Following previous protocols [18,19], the chromatographic separation was performed in a Dionex Ultimate3000RS UHPLC (Thermo Fisher Scientific, Waltham, MA, USA). The elution gradient for separation was followed as described by Chen et al. (2015a) with the following mobile phases: A, water/1 M ammonium acetate in water/methanol (1:1:8, v/v/v) and B, methanol/acetone (1:1, v/v). The flow rate was 1.0 mL/min, and the injection volume was 50 µL. The HPLC–APCI-hrQqTOF operated for mass analysis using a micrOTOF-QII high-resolution time-of-flight mass spectrometer (HR-ToF) with Qq-ToF geometry (Bruker Daltonics, Bremen, Germany) equipped with an APCI source for nonpolar chlorophylls and an electrospray ionization (ESI) interface for polar chlorophylls. Mass spectra were acquired in bbCID mode, and the multitarget screening was performed using TargetAnalysis 1.2 software (Bruker Daltonics, Bremen, Germany). Bruker Daltonics DataAnalysis 4.1 allowed for the data evaluation, and we set the tolerance limits below 5 ppm for mass error and below 50 for mSigma value. The experimental values of mass-to-charge ratio and isotopic pattern corresponding to those elemental compositions were compared with the theoretical data, obtaining the corresponding mass error and mSigma values. The consistency of the elemental composition and formulas of the experimental product ions were checked by applying the same procedure to the product ions with the assistance of the SmartFormula3D algorithm [18,19].

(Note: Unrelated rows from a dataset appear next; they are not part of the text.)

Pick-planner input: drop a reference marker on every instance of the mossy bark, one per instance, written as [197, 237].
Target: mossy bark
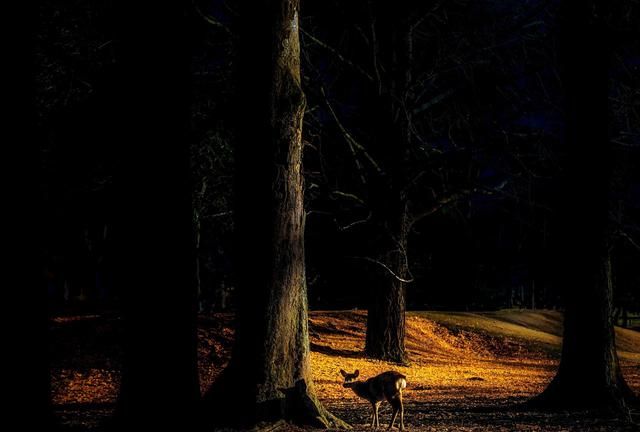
[269, 377]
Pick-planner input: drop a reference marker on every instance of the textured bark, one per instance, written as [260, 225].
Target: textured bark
[152, 234]
[269, 374]
[386, 316]
[589, 375]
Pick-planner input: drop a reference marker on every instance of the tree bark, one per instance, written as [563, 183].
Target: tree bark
[589, 374]
[153, 234]
[269, 374]
[386, 316]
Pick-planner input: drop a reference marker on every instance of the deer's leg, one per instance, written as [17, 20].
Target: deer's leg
[396, 407]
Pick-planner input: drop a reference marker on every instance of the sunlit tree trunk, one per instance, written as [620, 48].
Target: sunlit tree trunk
[269, 374]
[589, 374]
[152, 234]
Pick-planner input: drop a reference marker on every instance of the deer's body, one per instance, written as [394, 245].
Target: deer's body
[388, 385]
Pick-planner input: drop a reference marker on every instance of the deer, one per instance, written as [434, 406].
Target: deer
[388, 385]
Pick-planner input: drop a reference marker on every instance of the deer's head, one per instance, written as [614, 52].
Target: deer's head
[349, 379]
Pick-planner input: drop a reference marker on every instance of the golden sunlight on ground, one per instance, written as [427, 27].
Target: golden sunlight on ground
[447, 366]
[459, 361]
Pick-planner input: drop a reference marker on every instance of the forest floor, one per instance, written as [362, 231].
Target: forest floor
[468, 371]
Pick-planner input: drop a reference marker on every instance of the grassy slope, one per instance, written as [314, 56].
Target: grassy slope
[457, 357]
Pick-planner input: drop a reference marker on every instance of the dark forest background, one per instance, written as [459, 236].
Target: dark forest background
[460, 155]
[485, 103]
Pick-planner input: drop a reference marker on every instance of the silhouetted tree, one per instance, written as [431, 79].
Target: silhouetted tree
[390, 214]
[269, 377]
[152, 234]
[589, 374]
[25, 376]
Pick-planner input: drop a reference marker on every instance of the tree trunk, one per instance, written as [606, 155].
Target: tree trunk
[386, 316]
[589, 375]
[269, 373]
[153, 234]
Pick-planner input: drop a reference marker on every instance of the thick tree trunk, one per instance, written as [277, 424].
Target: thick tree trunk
[385, 338]
[589, 375]
[269, 374]
[153, 236]
[386, 316]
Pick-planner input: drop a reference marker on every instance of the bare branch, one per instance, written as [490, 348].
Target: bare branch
[336, 53]
[210, 19]
[384, 266]
[439, 206]
[349, 138]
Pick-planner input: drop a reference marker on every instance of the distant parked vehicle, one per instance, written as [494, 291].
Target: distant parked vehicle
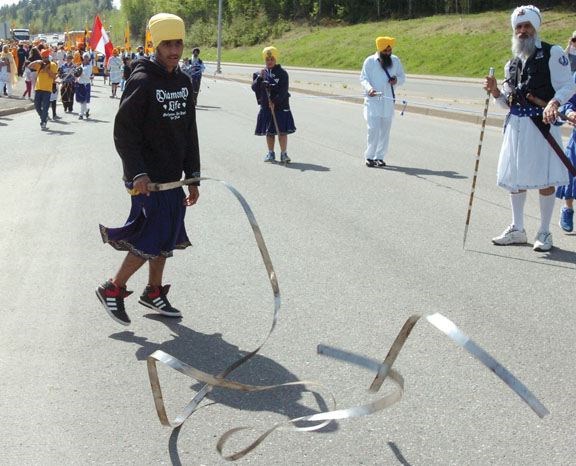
[21, 34]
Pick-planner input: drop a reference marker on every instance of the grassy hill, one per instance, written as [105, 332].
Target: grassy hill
[440, 45]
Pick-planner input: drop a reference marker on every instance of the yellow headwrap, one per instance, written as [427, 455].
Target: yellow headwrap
[166, 26]
[382, 43]
[270, 52]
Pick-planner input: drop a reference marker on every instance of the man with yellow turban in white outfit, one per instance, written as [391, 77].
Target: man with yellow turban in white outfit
[381, 73]
[156, 137]
[537, 82]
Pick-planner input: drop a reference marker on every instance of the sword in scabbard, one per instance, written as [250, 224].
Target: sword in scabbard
[173, 184]
[545, 130]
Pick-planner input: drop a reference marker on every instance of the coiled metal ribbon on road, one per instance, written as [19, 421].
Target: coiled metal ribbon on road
[383, 370]
[210, 381]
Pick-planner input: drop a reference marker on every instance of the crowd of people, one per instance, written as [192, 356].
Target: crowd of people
[159, 101]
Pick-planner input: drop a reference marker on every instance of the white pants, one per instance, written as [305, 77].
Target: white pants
[378, 137]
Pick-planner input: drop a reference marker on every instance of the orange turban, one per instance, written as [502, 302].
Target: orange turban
[382, 43]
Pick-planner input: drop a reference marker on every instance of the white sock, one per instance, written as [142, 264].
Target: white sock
[518, 200]
[546, 211]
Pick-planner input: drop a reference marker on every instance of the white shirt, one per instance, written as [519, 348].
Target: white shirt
[86, 73]
[560, 76]
[374, 77]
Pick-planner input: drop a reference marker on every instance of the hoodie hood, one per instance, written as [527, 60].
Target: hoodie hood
[149, 66]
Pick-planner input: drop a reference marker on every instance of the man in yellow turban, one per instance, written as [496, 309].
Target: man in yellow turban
[156, 137]
[381, 73]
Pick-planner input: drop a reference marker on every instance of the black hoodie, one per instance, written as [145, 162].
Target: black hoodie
[155, 128]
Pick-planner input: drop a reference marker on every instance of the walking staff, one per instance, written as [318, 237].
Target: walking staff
[477, 164]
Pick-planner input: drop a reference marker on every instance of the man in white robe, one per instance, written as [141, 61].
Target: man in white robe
[538, 81]
[380, 75]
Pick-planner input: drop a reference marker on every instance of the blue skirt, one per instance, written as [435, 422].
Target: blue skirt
[82, 93]
[569, 191]
[155, 226]
[265, 122]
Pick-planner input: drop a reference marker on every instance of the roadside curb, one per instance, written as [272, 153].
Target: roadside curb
[13, 110]
[493, 121]
[452, 115]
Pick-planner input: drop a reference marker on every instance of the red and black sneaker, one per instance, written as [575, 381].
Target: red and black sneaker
[112, 298]
[155, 298]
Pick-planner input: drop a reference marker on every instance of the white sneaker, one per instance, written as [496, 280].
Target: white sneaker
[510, 236]
[543, 241]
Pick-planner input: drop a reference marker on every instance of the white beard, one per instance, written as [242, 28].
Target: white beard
[523, 48]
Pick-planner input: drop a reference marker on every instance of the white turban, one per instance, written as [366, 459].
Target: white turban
[526, 14]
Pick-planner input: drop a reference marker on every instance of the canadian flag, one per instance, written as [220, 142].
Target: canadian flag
[99, 40]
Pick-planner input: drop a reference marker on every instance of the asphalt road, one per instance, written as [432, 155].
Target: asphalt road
[356, 252]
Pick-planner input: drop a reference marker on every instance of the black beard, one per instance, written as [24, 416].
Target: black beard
[385, 60]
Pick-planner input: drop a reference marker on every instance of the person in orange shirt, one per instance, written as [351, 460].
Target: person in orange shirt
[47, 72]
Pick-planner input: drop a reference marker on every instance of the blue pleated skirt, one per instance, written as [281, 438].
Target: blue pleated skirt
[155, 226]
[82, 93]
[569, 191]
[265, 122]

3.6. Chlorophyll Quantification by HPLC–UV–Visible

Reversed-phase HPLC with a Hewlett-Packard HP 1100 liquid chromatograph was used to separate the pigments. A Mediterranea Sea18 column (200 × 4.6 mm, 3 μm particle size) was used (Teknokroma, Barcelona, Spain), protected by a guard column (10 × 4.6 mm) packed with the same material. The elution gradient for separation was followed as described by Chen et al. (2015a) with the following mobile phases: A, water/1 M ammonium acetate in water/methanol (1:1:8, v/v/v) and B, methanol/acetone (1:1, v/v). The online UV–visible spectra were recorded from 350 to 800 nm with the photodiode–array detector (Agilent, CA, USA), and sequential detection was performed at 410, 430, 450, and 666 nm. An LC HP ChemStation (Rev.A.05.04; Santa Clara, CA, USA) was used for data collection. Calibration curves (amount vs. integrated peak area) were calculated for the quantification of pigments. The calibration equations were obtained by least-squares linear regression analysis over a concentration range according to the observed levels of these pigments in the samples. LOD and LOQ were determined for each chlorophyll standard. The absence of the matrix effect was also proved.

3.7. Statistical Analysis

Three replicates of each sample were carried out. Data were expressed as means ± standard deviation (SD). Statistical differences were denoted for the individual chlorophyll derivatives, and the a/b ratio was determined using one-way analysis of variance (ANOVA). Tukey’s multiple-range test was used as a post hoc comparison procedure of statistical significance (p < 0.05). OriginPro 2020b software was used for the statistical studies.

4. Conclusions

Although further studies are required to establish the certainty of our proposal, the data presented in this work serve as a confirmation of the use of the series a/b ratio as an indication of Matcha quality, and, moreover, the quality of other high-quality tea grown under shade conditions as well. Furthermore, we have found that it is determinant to analyze not only the a and b chlorophyll series individually, but also the whole profile of chlorophyll derivatives in teas to establish a precise approach for identifying real Matcha tea.